Question

A rod of length 10cm made up of conducting and non-conducting material (shaded part is non-conducting). The rod is rotated with constant angular velocity 10 rad/s about point O, in constant magnetic field 2T as shown in figure. The induced emf between the point A and B of rod will be

A. 0.029 V
B. 0.1 V
C. 0.051 V
D. 0.064 V

Answer 1

Consider an elementary section of length of the rod at some distance from point O and calculate the motional emf induced in that small elementary section of the rod.
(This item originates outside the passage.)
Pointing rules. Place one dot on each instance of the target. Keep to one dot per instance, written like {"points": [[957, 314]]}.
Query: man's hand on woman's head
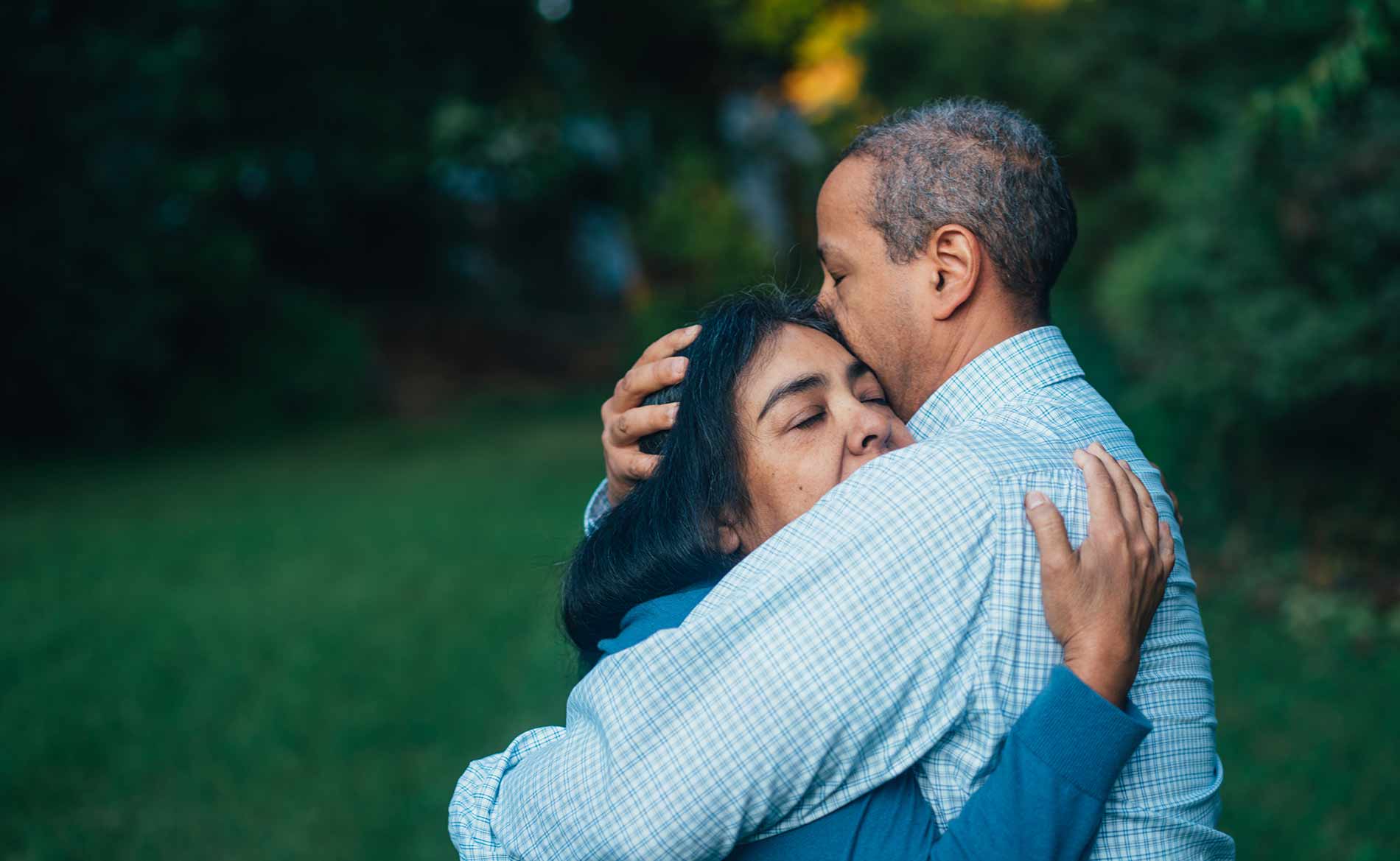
{"points": [[1101, 598], [626, 421]]}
Integrate the equation from point B to A, to determine the motional emf induced between A and B. you should use angular velocity rather than linear velocity of the rod in the formula for motional emf.

Formula used:
Motional emf, $\varepsilon = BvL$,
where, B is the magnetic field, v is the velocity and L is the length of the rod.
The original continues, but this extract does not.